Hier staan ook kunstrenners op de fiets. Allen in de driekleur van België. Langs een trapje naar beneden. We staan voor het Ramparts War Museum voor een gesloten deur. Op een briefje staat dat het museum gesloten is op woensdag en donderdag. Blijkbaar ook op feestdagen.

Hoera, onze fotocamera werkt terug. We kunnen weer foto’s maken. Wat de reden ook was, we zullen het nooit weten. 

In elke straat die we bewandelen zijn er gebouwen die uitnodigen tot ontdekken. Zoals de vispoort bijvoorbeeld. Dit bijzondere architecturale monument is een reconstructie naar het vooroorlogse model en kreeg pas op het eind van het jaar 1920 haar huidig uitzicht. De oorspronkelijke poort werd gebouwd in 1714. Het jaartal is nog vernoemd in Romeinse cijfers. Het stadswapen bevindt zich tussen twee dolfijnen. We lopen door de toegangspoort naar de vismarkt. Ons Rina probeert zo veel mogelijk foto’s te nemen. Je weet nooit of hij seffens weer blokkeert. De verkoopstalletjes vervangen de vooroorlogse loodsen. Het tolkantoor, ook Minckhuisje genoemd, werd hier in 1899 opgericht. In dit klein prachtig gebouw moesten visverkopers tol betalen. Het huidige gebouwtje is een reconstructie van na de Eerste Wereldoorlog. 

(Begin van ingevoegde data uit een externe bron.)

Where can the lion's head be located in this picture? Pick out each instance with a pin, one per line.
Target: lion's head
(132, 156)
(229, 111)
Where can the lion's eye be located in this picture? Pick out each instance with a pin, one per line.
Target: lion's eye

Prachtige monumenten en gebouwen getuigen van een boeiend en rijk verleden. Zoals het vleeshuis dat in natuursteen werd opgetrokken. Het gelijkvloers is van de 13de eeuw en de eerste verdieping dateert van 1525-1530. Tot de 20ste eeuw werd op het gelijkvloers vlees verkocht. In de rest van het gebouw was tot 1796 de gilde gevestigd. Van 1857 tot 1973 was het stedelijk museum hier ondergebracht. Ook de jeugddienst op de eerste verdieping en het jeugdhuis JOC in de kelder hebben hier hun stek gevonden.

 

Terug op de Markt zetten we ons op een terras omdat een mens nu éénmaal moet drinken. Vervolgens wandelen we naar de Kathedraal. Gelegen in het grasperk, naast de Kathedraal, staat het Munster monument. Het Iers kruis werd opgericht ter herinnering aan de omgekomen militairen, afkomstig uit de provincie Munster in Ierland, die in de Ieperboog sneuvelden tijdens WOI. Dit gedenkteken werd onthuld op 13 juli 1924.

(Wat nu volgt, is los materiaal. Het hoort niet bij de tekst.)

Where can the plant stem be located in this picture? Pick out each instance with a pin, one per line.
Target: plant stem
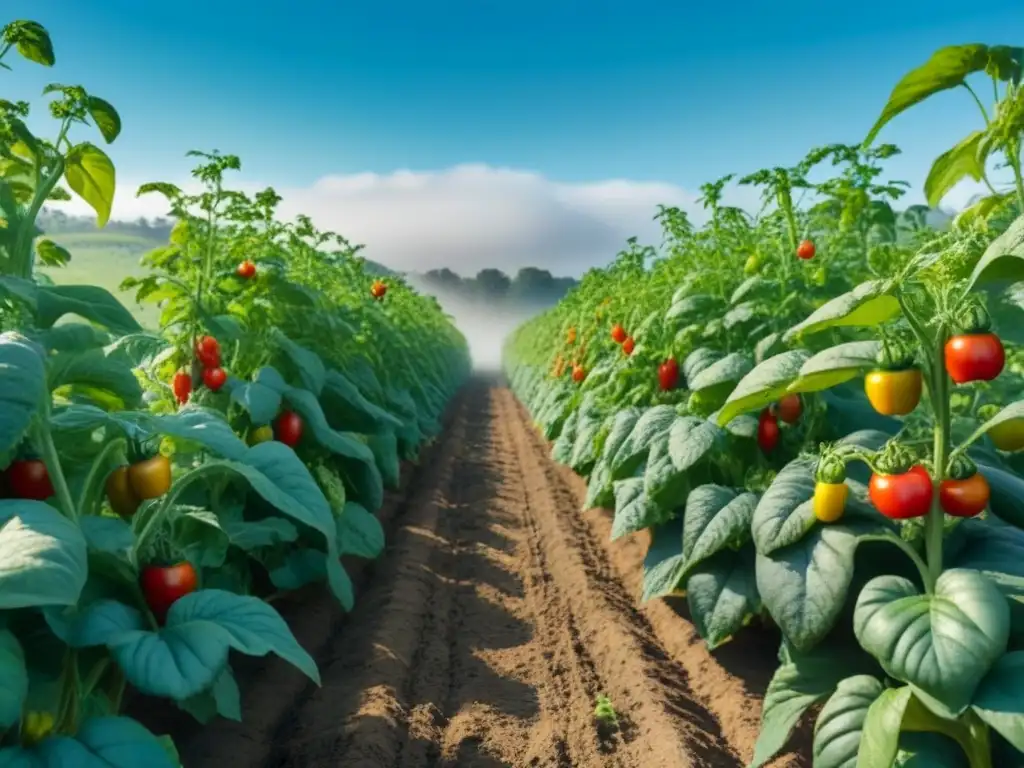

We wandelen voorbij de plaatselijke gevangenis in de Elverdingestraat. In 1843 werd beslist om een nieuwe gevangenis te bouwen ter vervanging van het bestaande “Rasphuis”. De penitentiaire instelling werd gebouwd op de plaats waar de gevangenis nu nog steeds gehuisvest is. In al het losgebroken geweld van WOI, bleef de gevangenis van Ieper relatief goed overeind staan. Mede hierdoor had de gevangenis verschillende functies: kantoren van de Britse militaire plaatscommandant, kantine voor militairen en als veldhospitaal. In 1917 werden op de binnenkoer 3 Britse deserteurs geëxecuteerd. Op het einde van WOI waren de gevangenisgebouwen zwaar beschadigd. De dag van vandaag fungeert het gebouw nog steeds als gevangenis.

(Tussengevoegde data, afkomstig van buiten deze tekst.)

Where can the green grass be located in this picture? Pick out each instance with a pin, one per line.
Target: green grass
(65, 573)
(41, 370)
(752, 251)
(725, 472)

Ons Rina neemt een foto van het huis waar de Commonwealth War Graves Commission gehuisvest is in dezelfde straat op nr 83. We keren terug en het regent opnieuw, het is 16:30u. We hebben nog tijd zat om de begraafplaats te bezoeken. Op het Ypres Reservoir Cemetery op het Minneplein worden 2.614 doden herdacht, waarvan er 1.035 niet meer geïdentificeerd konden worden. 'Special memorials' herdenken 2 militairen uit het Verenigd Koninkrijk die begraven waren op Infantry Barracks en 8 die begraven waren op Ypres Reservoir Middle Cemetery van wie de graven door artillerievuur vernield werden. Donkere wolken schuiven boven ons samen. In de verte donder en bliksem. We schuilen in een portiek. Tijdens het wachten vraag ik mij af hoe onze soldaten van WOI zulk weer evenaarden. Wij kunnen nog schuilen, maar in de loopgraven kon je geen kant uit.  Zij ondergingen gelaten weer en wind. Alles was beter dan oog in oog te staan met de vijand. Nu en dan een sigaretje roken en/of praten met een lotgenoot. Over thuis. Over moeder de vrouw en de kindjes. Straks worden ze afgelost en kunnen ze een brief schrijven naar hun beminde. Hopelijk zit ze gezellig bij de houtkachel. Met een bord soep en een homp brood…

Het onweer trekt even later weg zonder schade aan te richten. We wandelen terug naar de Markt. Hier kunnen we iets eten en drinken tot het tijd wordt voor de “Last Post”.

Om half zeven vertrekken we naar de Menenpoort. En stenen grenspaal bij de lakenhallen onder de inrijpoort trekt onze aandacht. De Ieperse keure, dat stamt uit het begin van de 13de -eeuw legde de rechten vast van alle Ieperlingen, of ze nu binnen of buiten de stadsgrachten woonden. Het gebied waarbinnen de keure van kracht was werd nauwkeurig afgebakend met stenen grenspalen. Dit gebied werd het schependom genoemd omdat de schepenen van de stad er mochten recht spreken. In de paal werd het wapen van de stad in zijn eenvoudigste vorm uitgekapt: een kruis met dubbele dwarsbalk. Van deze grenspalen is slechts één exemplaar bewaard gebleven.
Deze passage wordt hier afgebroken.